We have several considerations with respect to the different libraries; At the moment we are using as vectors a ~28000 dimensions reduced representation of the images, which is quite high dimensional (we would probably have to reduce this representation to a lower dimensional solution, but while the bench times keep being efficient/small, we won’t). Other important considerations are: if it is possible to index new vectors after building the engine or how to delete previously indexed image and where to save the ANN engine (Redis, Memory… this could be a major challenge, plus we have to bare in mind the RAM consumption).

I have prepared a table that summarizes the main characteristics of the different candidate libraries for this project. As it can be seen, no one of them fulfills our needs completely, so it is possible that we have to balance pros and cons or we decide to make changes to the ones that best fit us in order to complete meet our needs.

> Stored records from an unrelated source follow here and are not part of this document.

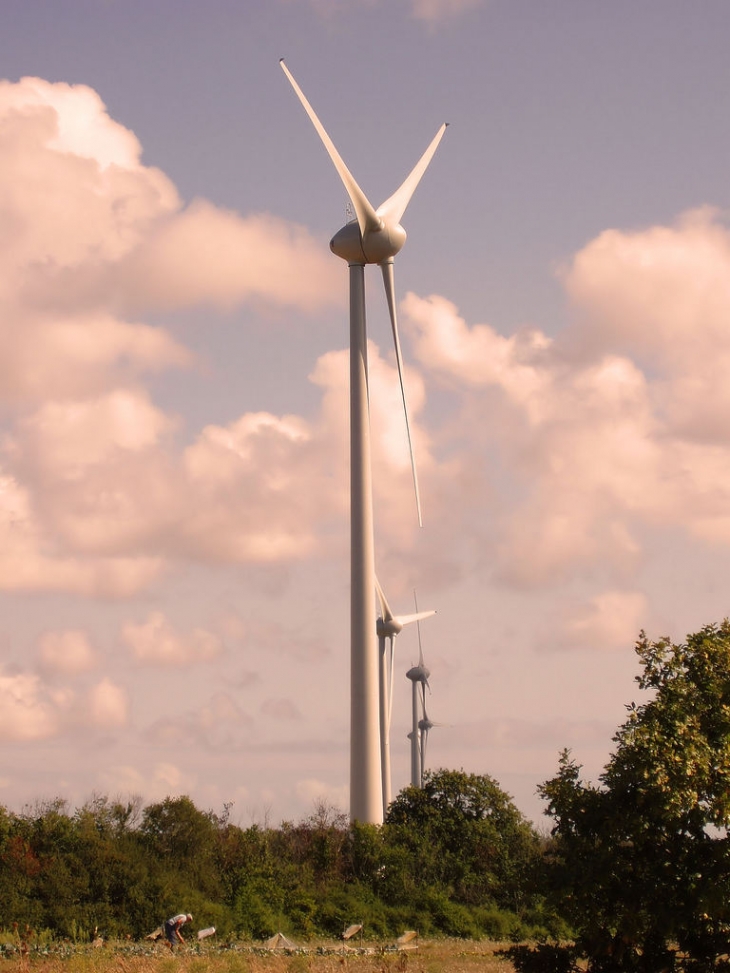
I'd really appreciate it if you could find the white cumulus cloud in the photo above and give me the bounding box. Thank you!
[87,678,129,728]
[121,611,223,666]
[0,670,63,741]
[38,630,97,674]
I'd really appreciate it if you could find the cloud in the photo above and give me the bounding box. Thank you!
[4,72,730,620]
[450,715,616,752]
[0,78,176,273]
[553,591,649,652]
[87,678,129,728]
[402,214,730,585]
[0,670,63,741]
[243,619,330,663]
[12,388,175,471]
[38,630,97,674]
[0,76,336,317]
[403,294,654,582]
[563,208,730,368]
[261,698,303,721]
[410,0,483,23]
[5,390,183,566]
[0,313,192,405]
[0,75,434,594]
[1,333,435,584]
[144,693,253,750]
[0,75,337,416]
[2,394,335,585]
[288,0,483,25]
[181,410,339,562]
[294,778,348,813]
[97,762,194,801]
[0,469,163,596]
[0,662,130,741]
[563,208,730,443]
[121,612,223,666]
[118,202,341,314]
[0,76,145,169]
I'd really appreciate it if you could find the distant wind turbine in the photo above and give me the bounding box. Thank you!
[418,705,447,782]
[406,596,432,789]
[376,579,435,816]
[280,59,447,823]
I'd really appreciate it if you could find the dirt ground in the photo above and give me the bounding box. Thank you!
[0,939,517,973]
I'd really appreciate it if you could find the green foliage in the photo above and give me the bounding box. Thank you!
[500,943,579,973]
[539,621,730,971]
[386,769,544,914]
[233,883,281,940]
[0,771,550,943]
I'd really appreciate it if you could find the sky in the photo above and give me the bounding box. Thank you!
[2,0,730,828]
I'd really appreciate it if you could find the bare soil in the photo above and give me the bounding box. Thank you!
[0,939,516,973]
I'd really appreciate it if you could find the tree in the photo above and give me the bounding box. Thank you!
[386,769,544,916]
[539,622,730,972]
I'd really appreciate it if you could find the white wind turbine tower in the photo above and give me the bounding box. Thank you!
[280,60,447,823]
[376,579,435,817]
[406,603,431,789]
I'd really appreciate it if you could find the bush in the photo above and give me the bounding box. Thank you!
[499,944,579,973]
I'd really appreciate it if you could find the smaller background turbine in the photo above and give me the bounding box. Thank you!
[376,580,435,815]
[418,706,448,784]
[405,595,432,789]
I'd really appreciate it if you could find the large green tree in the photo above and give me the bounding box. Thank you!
[540,621,730,972]
[385,769,546,928]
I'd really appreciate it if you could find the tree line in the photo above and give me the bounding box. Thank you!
[3,621,730,972]
[0,769,557,945]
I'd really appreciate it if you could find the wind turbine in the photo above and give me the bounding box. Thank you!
[280,60,447,823]
[406,603,431,789]
[376,579,435,816]
[418,704,447,785]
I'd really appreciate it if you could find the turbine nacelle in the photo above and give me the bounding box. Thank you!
[406,663,430,683]
[330,221,407,266]
[376,616,404,639]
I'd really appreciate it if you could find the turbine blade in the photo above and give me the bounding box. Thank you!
[280,60,382,236]
[374,575,394,623]
[381,258,422,527]
[395,610,436,627]
[415,625,424,668]
[387,635,396,727]
[414,590,426,668]
[376,123,448,226]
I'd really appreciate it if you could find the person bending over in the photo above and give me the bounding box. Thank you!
[164,913,193,951]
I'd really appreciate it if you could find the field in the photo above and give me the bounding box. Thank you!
[0,940,517,973]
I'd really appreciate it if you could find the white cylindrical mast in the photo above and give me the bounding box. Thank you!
[409,679,421,787]
[379,634,392,816]
[349,262,383,824]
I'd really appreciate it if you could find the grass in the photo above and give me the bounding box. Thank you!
[0,939,516,973]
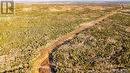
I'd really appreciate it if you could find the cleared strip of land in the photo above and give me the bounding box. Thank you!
[31,9,120,73]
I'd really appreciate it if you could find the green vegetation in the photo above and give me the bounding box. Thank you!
[0,4,112,72]
[51,13,130,73]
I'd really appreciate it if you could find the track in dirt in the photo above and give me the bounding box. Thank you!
[31,9,121,73]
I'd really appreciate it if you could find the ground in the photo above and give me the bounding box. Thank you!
[50,12,130,73]
[0,4,115,73]
[0,3,129,73]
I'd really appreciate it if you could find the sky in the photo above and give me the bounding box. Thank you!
[13,0,130,2]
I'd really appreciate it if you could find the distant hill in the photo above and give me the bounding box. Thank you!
[14,1,130,4]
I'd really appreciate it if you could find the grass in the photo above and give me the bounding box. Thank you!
[51,13,130,73]
[0,4,114,72]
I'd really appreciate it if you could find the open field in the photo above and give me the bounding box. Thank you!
[38,8,120,73]
[50,12,130,73]
[0,3,119,73]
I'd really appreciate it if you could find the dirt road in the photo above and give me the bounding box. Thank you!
[31,9,120,73]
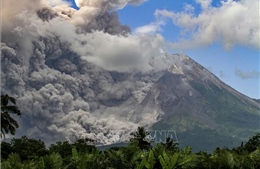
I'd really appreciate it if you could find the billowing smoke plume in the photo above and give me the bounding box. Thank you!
[1,0,172,144]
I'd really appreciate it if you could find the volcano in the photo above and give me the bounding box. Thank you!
[1,0,259,152]
[144,55,259,151]
[105,54,260,151]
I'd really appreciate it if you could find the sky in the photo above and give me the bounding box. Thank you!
[66,0,259,99]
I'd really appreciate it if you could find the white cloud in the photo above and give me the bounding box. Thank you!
[196,0,212,9]
[155,0,259,50]
[134,21,165,34]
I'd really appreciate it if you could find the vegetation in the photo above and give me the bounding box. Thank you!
[1,128,260,169]
[1,94,21,138]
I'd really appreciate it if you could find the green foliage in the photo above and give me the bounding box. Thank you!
[1,153,23,169]
[138,150,156,169]
[1,141,12,159]
[49,140,73,166]
[9,136,48,161]
[36,157,45,169]
[249,146,260,169]
[1,153,36,169]
[72,138,95,154]
[244,133,260,152]
[49,138,96,167]
[159,151,178,169]
[1,94,21,138]
[49,141,73,158]
[1,130,260,169]
[42,153,63,169]
[163,137,179,151]
[130,126,153,150]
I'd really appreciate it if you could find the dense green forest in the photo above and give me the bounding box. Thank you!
[1,94,260,168]
[1,130,260,169]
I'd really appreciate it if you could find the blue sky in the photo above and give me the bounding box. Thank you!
[67,0,259,99]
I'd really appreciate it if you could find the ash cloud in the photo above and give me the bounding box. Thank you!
[1,0,169,144]
[37,7,58,21]
[80,11,131,35]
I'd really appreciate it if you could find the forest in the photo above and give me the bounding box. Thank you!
[1,94,260,169]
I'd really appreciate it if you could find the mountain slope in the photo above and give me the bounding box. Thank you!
[136,55,260,151]
[96,57,259,151]
[96,54,259,151]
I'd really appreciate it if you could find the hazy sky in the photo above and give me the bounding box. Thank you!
[66,0,259,99]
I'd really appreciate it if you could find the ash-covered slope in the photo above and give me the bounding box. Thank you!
[149,55,259,130]
[140,55,260,151]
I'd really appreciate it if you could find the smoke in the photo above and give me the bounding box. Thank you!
[1,0,169,144]
[64,0,146,33]
[134,20,165,34]
[74,0,146,10]
[235,69,260,80]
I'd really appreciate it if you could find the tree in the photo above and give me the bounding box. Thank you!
[42,153,63,169]
[10,136,48,161]
[72,138,96,154]
[49,141,73,166]
[244,133,260,152]
[1,141,12,160]
[130,126,152,150]
[162,137,179,151]
[102,148,130,168]
[1,94,21,138]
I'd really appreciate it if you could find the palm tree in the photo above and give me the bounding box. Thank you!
[163,137,179,151]
[1,94,21,138]
[130,126,152,150]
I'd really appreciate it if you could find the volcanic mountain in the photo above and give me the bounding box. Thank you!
[2,42,259,151]
[145,55,259,151]
[107,54,260,151]
[1,0,259,153]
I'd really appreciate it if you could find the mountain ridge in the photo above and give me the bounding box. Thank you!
[117,54,259,151]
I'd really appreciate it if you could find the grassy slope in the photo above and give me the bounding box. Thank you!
[152,81,259,152]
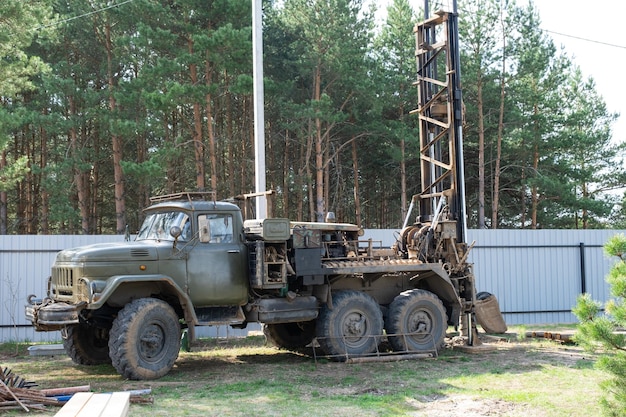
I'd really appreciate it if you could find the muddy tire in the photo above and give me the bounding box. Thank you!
[386,289,447,352]
[109,298,180,380]
[264,321,316,350]
[316,291,383,359]
[63,323,111,365]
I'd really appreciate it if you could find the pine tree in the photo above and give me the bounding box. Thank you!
[0,0,52,233]
[573,234,626,416]
[373,0,419,226]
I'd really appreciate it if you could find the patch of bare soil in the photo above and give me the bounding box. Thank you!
[409,394,534,417]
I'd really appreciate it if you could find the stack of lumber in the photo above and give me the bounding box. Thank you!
[0,378,62,412]
[0,366,153,413]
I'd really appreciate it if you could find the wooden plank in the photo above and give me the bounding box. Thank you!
[76,393,111,417]
[100,392,130,417]
[53,392,93,417]
[53,391,131,417]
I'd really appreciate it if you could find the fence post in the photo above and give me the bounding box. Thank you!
[579,242,586,294]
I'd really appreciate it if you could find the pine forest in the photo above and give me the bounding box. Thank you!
[1,0,625,235]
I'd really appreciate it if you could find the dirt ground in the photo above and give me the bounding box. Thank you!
[409,394,533,417]
[409,332,590,417]
[174,330,592,417]
[1,329,598,416]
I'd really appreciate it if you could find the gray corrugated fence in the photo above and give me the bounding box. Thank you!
[366,229,623,325]
[1,230,624,342]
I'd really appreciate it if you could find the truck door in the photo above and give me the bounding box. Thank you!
[185,212,248,307]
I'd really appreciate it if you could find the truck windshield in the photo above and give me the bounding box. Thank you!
[136,211,190,241]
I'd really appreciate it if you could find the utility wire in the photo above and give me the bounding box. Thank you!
[36,0,136,29]
[542,28,626,50]
[34,1,626,52]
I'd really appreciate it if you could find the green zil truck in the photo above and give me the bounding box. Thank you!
[25,191,476,380]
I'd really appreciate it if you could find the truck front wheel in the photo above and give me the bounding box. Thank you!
[109,298,181,380]
[385,289,447,352]
[316,291,383,359]
[63,323,111,365]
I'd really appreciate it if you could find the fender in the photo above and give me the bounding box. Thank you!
[87,274,198,324]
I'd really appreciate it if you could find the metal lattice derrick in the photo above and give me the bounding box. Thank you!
[412,11,457,222]
[411,10,467,244]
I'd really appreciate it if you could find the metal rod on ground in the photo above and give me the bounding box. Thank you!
[40,385,91,397]
[346,353,433,364]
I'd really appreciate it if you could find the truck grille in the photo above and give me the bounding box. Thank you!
[51,267,75,297]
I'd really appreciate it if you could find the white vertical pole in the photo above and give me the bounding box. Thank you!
[252,0,267,220]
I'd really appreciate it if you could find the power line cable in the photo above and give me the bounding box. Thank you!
[542,28,626,50]
[36,0,136,30]
[34,1,626,52]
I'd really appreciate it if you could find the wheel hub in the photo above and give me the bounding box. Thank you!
[408,311,431,336]
[343,312,367,342]
[139,324,165,359]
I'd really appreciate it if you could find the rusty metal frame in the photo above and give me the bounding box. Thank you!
[310,332,439,363]
[412,11,458,225]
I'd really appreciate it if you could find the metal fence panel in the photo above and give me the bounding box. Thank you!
[0,235,126,342]
[363,229,622,325]
[466,230,618,325]
[1,230,625,342]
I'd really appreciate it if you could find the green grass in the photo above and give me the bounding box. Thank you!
[0,326,608,416]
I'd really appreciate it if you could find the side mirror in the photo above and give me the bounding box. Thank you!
[170,226,182,239]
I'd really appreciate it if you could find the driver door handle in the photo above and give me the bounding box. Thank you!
[227,250,240,254]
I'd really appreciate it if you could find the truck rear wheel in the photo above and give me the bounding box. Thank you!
[316,291,383,359]
[109,298,180,380]
[386,289,447,352]
[263,321,316,350]
[63,323,111,365]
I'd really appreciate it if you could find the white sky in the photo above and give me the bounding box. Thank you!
[375,0,626,145]
[530,0,626,145]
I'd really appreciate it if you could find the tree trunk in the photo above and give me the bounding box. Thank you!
[188,36,205,192]
[226,88,235,197]
[0,150,6,234]
[40,110,49,234]
[68,94,89,234]
[531,142,539,229]
[324,132,330,218]
[305,120,315,221]
[477,75,486,229]
[491,14,506,230]
[165,112,176,194]
[296,136,305,221]
[351,138,362,226]
[531,102,540,229]
[105,19,126,234]
[314,62,324,222]
[283,130,290,218]
[520,166,527,228]
[92,146,100,233]
[582,180,588,229]
[205,58,217,193]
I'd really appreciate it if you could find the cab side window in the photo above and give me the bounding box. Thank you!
[198,214,233,243]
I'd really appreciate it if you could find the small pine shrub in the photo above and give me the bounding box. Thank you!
[573,234,626,417]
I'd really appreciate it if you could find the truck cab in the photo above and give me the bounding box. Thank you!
[138,199,249,308]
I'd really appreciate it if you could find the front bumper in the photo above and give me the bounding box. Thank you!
[25,297,80,331]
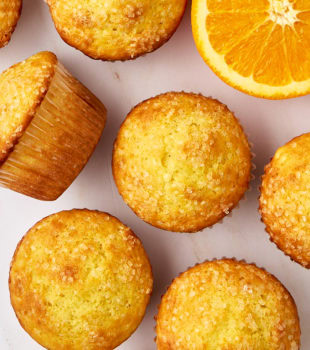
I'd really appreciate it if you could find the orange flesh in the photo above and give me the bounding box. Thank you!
[205,0,310,87]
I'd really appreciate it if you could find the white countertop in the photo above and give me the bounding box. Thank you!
[0,0,309,349]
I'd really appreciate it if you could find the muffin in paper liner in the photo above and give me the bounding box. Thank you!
[259,133,310,269]
[0,0,22,48]
[155,258,301,349]
[9,209,153,350]
[0,51,107,200]
[113,92,253,233]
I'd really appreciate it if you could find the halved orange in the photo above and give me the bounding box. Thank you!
[192,0,310,99]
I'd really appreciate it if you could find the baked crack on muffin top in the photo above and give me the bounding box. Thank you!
[9,209,153,349]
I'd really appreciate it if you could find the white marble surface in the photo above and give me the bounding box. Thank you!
[0,0,309,349]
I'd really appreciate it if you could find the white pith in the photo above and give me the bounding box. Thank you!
[269,0,299,26]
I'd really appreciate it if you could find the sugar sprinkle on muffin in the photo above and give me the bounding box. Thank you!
[0,51,106,200]
[0,0,22,47]
[156,259,300,349]
[10,209,153,350]
[46,0,187,60]
[260,133,310,268]
[113,92,251,233]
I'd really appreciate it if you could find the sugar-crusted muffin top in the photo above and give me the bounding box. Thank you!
[0,0,21,47]
[9,209,153,349]
[0,51,57,163]
[156,259,300,349]
[113,92,251,232]
[260,133,310,268]
[47,0,187,60]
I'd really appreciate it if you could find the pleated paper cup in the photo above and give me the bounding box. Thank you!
[0,52,107,200]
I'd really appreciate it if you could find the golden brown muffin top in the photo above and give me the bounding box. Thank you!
[47,0,187,60]
[113,92,251,233]
[156,259,300,350]
[260,133,310,268]
[0,0,22,47]
[10,209,153,350]
[0,51,57,163]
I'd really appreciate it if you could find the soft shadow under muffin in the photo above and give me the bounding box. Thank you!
[9,209,153,350]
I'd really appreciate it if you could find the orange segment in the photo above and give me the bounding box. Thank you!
[253,25,291,86]
[295,21,310,49]
[192,0,310,99]
[206,0,269,12]
[293,0,310,10]
[285,25,310,81]
[207,12,268,54]
[225,21,274,77]
[297,11,310,22]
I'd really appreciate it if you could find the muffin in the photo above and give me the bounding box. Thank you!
[156,259,300,349]
[46,0,187,61]
[0,51,106,200]
[113,92,251,233]
[0,0,22,48]
[9,209,153,350]
[260,133,310,268]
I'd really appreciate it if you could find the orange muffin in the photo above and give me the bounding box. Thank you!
[113,92,251,233]
[0,0,22,48]
[260,133,310,268]
[46,0,187,60]
[10,209,153,350]
[0,51,106,200]
[156,259,300,349]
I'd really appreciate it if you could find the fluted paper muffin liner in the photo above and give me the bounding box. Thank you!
[0,62,106,200]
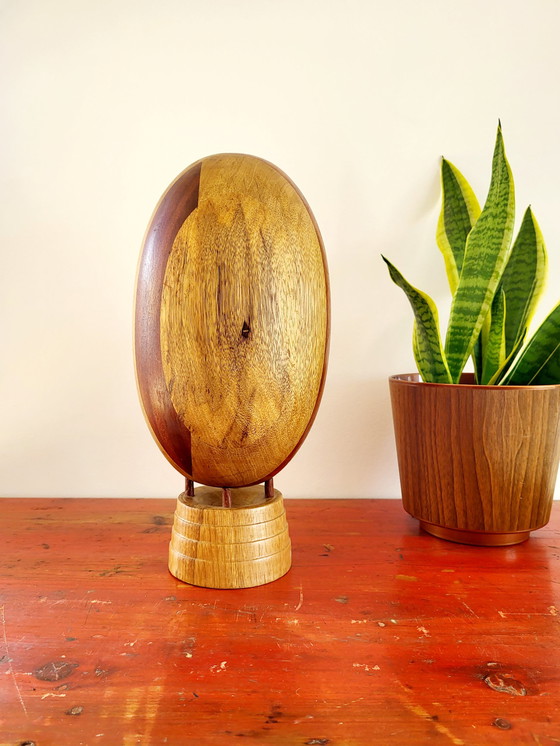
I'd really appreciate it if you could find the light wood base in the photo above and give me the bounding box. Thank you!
[168,485,291,588]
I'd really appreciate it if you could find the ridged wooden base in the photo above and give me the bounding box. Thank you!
[168,485,291,589]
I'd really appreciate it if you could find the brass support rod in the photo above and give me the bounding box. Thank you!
[222,488,233,508]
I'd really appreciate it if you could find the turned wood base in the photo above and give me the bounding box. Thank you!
[419,520,532,546]
[168,485,292,589]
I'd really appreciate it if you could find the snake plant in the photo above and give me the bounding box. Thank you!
[383,124,560,385]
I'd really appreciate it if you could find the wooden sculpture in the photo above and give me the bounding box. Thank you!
[135,154,330,588]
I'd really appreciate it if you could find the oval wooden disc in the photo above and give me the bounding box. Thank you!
[135,154,330,487]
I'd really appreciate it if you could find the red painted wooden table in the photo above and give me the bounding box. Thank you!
[0,498,559,746]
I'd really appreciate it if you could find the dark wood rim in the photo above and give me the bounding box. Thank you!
[419,521,532,546]
[134,161,202,477]
[389,373,560,391]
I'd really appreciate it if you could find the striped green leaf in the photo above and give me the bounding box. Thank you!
[444,124,515,382]
[472,319,488,384]
[436,159,481,293]
[490,333,527,385]
[501,303,560,385]
[436,158,484,382]
[500,206,547,357]
[412,322,421,372]
[480,289,506,384]
[383,256,451,383]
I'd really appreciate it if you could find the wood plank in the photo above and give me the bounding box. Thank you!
[0,498,559,745]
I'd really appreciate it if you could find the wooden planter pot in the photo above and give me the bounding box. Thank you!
[389,373,560,546]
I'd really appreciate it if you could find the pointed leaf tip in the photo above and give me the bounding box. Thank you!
[381,258,451,383]
[444,119,514,381]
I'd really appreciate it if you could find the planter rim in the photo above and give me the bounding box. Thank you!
[389,372,560,391]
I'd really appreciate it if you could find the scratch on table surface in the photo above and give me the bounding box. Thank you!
[335,696,365,708]
[295,585,304,611]
[1,605,28,718]
[353,663,380,672]
[531,734,560,745]
[210,661,227,673]
[293,714,314,723]
[417,626,430,637]
[484,673,527,696]
[395,681,464,745]
[461,601,479,617]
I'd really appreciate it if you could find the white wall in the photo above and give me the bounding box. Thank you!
[2,0,560,498]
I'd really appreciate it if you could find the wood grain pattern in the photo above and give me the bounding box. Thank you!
[135,154,330,487]
[1,497,560,745]
[168,485,291,588]
[390,373,560,544]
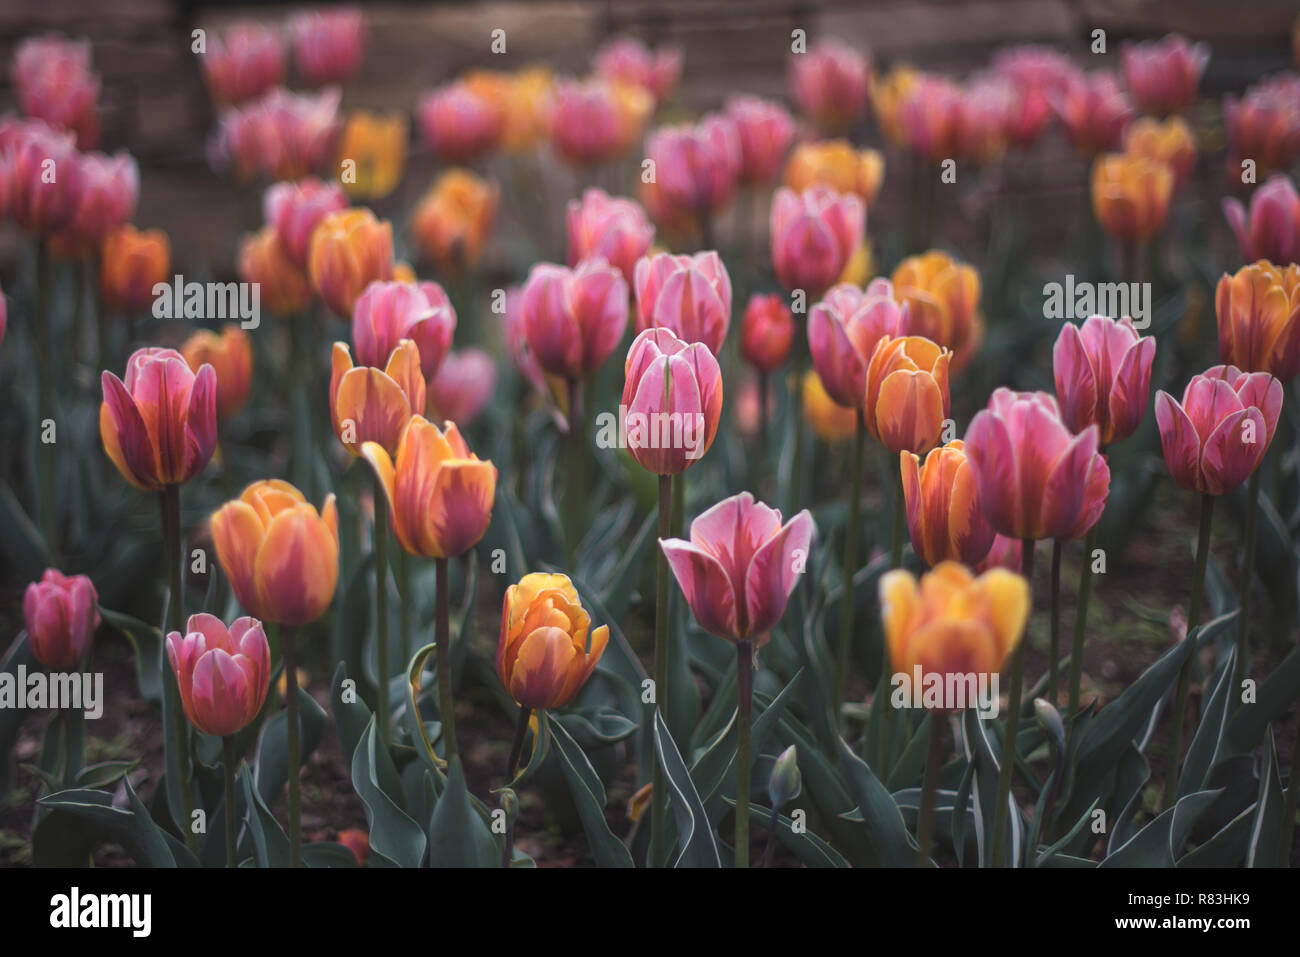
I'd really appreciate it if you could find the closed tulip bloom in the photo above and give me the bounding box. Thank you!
[237,226,312,317]
[210,480,339,626]
[352,279,455,382]
[645,116,742,222]
[1215,262,1300,382]
[337,110,407,201]
[410,169,498,275]
[901,440,996,568]
[871,64,920,148]
[1222,175,1300,264]
[566,188,654,283]
[289,8,365,87]
[521,258,628,380]
[1054,71,1134,157]
[802,369,858,442]
[864,335,952,455]
[992,45,1079,101]
[661,492,814,644]
[965,388,1111,541]
[100,347,217,490]
[201,22,285,106]
[7,121,82,234]
[308,207,394,318]
[740,293,795,372]
[789,39,870,134]
[210,87,341,182]
[891,251,981,368]
[1155,365,1282,496]
[1121,34,1208,116]
[1124,116,1197,188]
[426,348,496,425]
[12,35,100,149]
[55,150,138,256]
[496,573,609,710]
[551,78,650,166]
[880,563,1029,692]
[264,176,348,268]
[896,74,966,163]
[1053,315,1156,445]
[100,224,169,314]
[770,186,864,299]
[23,568,99,670]
[1223,76,1300,178]
[621,327,723,474]
[808,279,909,408]
[634,250,732,354]
[360,416,497,559]
[784,140,884,208]
[417,81,502,163]
[181,325,254,421]
[489,67,554,153]
[166,614,270,737]
[1091,153,1174,244]
[725,96,795,186]
[594,36,682,104]
[330,339,426,457]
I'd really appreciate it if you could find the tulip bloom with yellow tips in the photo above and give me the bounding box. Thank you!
[329,339,426,457]
[337,109,408,201]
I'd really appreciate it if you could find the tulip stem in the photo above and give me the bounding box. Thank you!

Table 1. Comparison of different ANN-libraries
Libraries	Customization (options)	Index after fitting	Delete indexes	Memory storage	Bench	Lang
Nearpy	Medium	Yes	No (deletes buckets)	Redis / Mongo / Pickle / RAM	Medium - Poor	Python
RPForest	Low (gives no distance back)	Yes	No	Pickle	Medium - Poor	Python / C++
FALCONN	High	No ?	No ?	Unknown	High	C++ (Python wrapper)
NMSLIB	High	No	No	HD / Query server option (Apache)	High	C++ (Python wrapper)
Annoy	Medium	No	No	HD	High - Medium	Python / C++
FLANN	Medium	No	No	No ?	High - Medium	C++ (Python wrapper)
Panns	Medium - Poor	No	No	HD	Medium - Poor	Python
scikit-learn	Medium - Poor (Several Algorithms)	No	No	No ?	Poor	Python
KGraph	High-Medium	No	No	HD	Poor	C++

For the next week I will work on finding a way of testing the performance of the libraries in terms of accuracy at the time of evaluating "similarity". This is a major problem, since I have some questions about what is to be "similar" for 2 given brainmaps.